From systems to structure: bridging networks and mechanism

Abstract

There is a wide gap between the generation of large-scale biological data sets and more-detailed, structural and mechanistic studies. However, recent studies that explicitly combine data from systems and structural biological approaches are having a profound effect on our ability to predict how mutations and small molecules affect atomic-level mechanisms, disrupt systems-level networks, and ultimately lead to changes in organismal fitness. In fact, we argue that a shared framework for analysis of nonadditive genetic and thermodynamic responses to perturbations will accelerate the integration of reductionist and global approaches. A stronger bridge between these two areas will allow for a deeper and more-complete understanding of complex biological phenomenon and ultimately provide needed breakthroughs in biomedical research.

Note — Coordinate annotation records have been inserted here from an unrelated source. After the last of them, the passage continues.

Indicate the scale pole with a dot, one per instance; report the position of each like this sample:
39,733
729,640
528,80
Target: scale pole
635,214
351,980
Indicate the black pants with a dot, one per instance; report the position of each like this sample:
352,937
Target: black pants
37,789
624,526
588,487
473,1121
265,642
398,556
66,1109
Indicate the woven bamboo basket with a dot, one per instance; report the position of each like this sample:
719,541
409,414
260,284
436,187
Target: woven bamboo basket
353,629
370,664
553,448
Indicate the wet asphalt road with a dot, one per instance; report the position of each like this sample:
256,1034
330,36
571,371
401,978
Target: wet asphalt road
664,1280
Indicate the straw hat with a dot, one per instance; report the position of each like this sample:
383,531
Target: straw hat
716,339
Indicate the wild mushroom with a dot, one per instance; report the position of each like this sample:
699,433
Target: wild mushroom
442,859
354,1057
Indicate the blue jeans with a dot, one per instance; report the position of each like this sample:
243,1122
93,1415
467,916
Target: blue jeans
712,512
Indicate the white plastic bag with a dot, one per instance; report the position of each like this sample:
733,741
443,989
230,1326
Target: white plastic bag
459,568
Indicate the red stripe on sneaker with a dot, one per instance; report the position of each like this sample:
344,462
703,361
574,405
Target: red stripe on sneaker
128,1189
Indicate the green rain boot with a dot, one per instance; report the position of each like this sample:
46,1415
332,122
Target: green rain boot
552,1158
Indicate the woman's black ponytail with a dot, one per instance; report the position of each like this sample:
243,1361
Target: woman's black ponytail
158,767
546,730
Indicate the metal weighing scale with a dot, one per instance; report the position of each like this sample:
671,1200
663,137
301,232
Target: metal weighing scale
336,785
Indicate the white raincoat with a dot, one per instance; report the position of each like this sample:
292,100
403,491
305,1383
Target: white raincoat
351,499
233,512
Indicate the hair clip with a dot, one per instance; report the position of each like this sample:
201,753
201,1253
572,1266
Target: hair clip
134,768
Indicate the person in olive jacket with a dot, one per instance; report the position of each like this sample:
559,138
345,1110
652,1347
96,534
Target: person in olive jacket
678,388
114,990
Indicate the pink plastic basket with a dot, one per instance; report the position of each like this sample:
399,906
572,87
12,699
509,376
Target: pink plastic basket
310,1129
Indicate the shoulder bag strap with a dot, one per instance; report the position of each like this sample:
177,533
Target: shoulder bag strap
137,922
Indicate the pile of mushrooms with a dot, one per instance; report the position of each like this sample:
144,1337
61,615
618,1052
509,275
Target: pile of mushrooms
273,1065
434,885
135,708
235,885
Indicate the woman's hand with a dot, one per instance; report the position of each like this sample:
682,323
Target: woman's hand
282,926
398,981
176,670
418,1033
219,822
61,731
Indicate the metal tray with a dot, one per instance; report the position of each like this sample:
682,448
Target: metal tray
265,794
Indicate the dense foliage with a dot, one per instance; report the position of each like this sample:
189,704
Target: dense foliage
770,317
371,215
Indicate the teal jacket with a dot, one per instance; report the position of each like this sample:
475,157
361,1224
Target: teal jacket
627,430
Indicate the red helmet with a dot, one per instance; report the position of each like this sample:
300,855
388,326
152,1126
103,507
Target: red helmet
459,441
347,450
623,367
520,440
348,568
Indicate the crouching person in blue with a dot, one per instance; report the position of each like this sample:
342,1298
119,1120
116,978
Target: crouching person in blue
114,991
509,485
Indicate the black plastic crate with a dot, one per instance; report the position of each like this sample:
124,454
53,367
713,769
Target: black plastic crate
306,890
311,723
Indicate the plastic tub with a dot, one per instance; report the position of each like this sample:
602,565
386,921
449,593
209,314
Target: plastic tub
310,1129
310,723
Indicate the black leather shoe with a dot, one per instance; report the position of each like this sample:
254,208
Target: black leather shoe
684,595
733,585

Figure 1. Interpretation of physical networks

A) A generic physical interaction network that could be derived from various systematic protein-protein interaction platforms. B) The interaction map in A) could represent a set mutually exclusive protein-protein interactions involving one common target (e.g. Ras complexes: Ras:GEF (1BKD), Ras:GAP (1WQ1), Ras:Raf (3KUD)) or a simultaneous assembly of proteins into a complex (e.g. SCF complex (1LDK)).

Figure 2. Evolutionarily analysis of interfaces involved in mediating protein-protein interactions

A) Regions of host proteins that are directly hijacked by viral factors are less conserved than interfaces that mediate interactions between host proteins. B) The human kinase PKR interacts with eIF2α and the viral protein K3L via a common surface. Residues coloured in blue line the interface region and display evidence for positive selection (elevated rates of amino acid substitutions). K3L (1LUZ) was docked to PKR based on a superposition of the PKR: eIF2α co crystal structure (2A1A).

Figure 3. Using unbiased systems approaches to solve, important biochemically intractable problems

A) Use of a targeted two-hybrid approach for BRCA2 identified DSS1, which allowed for the structural elucidation (1MJE) of this important factor involved in breast cancer progression. B) An unbiased affinity tag-purification mass spectrometry approach on all HIV proteins revealed a connection between the accessory protein Vif and the human transcription factor CBF-β. This host protein, which is required for efficient HIV infection, allowed for the reconstitution and structural characterization of an active Vif-Cul-5 ubiquitination complex, which is required for the degradation of the host restriction factor APOBEC3G. The unbiased systems approach allowed for the discovery that by hijacking CBF-β, Vif is manipulating the ubquitination machinery and adversely effecting host transcriptional regulation.

Figure 4. A common framework for understanding genetic and thermodynamic perturbations

Non-additive effects are analyzed by similar methods and have similar distributions in a genetic (left) or biophysical context (right). For non-neutral genetic interactions and biophysical couplings, the effects of perturbations are context dependent. Quantitative genetic analysis distinguishes between negative ((a Δ b Δ) < (a Δ)(b Δ)), positive ((a Δ b Δ) > (a Δ)(b Δ)), and neutral ((a Δ b Δ) = (a Δ)(b Δ )) interactions based on the fitness of the organism, represented here by colony size. Biophysical studies measure the free energy of a process, for example protein folding, across different variants to distinguish between negative (Δ G₃> Δ G₄; Δ G₁> Δ G₂), positive (Δ G₃< Δ G₄; Δ G₁< Δ G₂), or the absence (Δ G₃= Δ G₄; Δ G₁= Δ G₂) of thermodynamic coupling (Δ Δ G).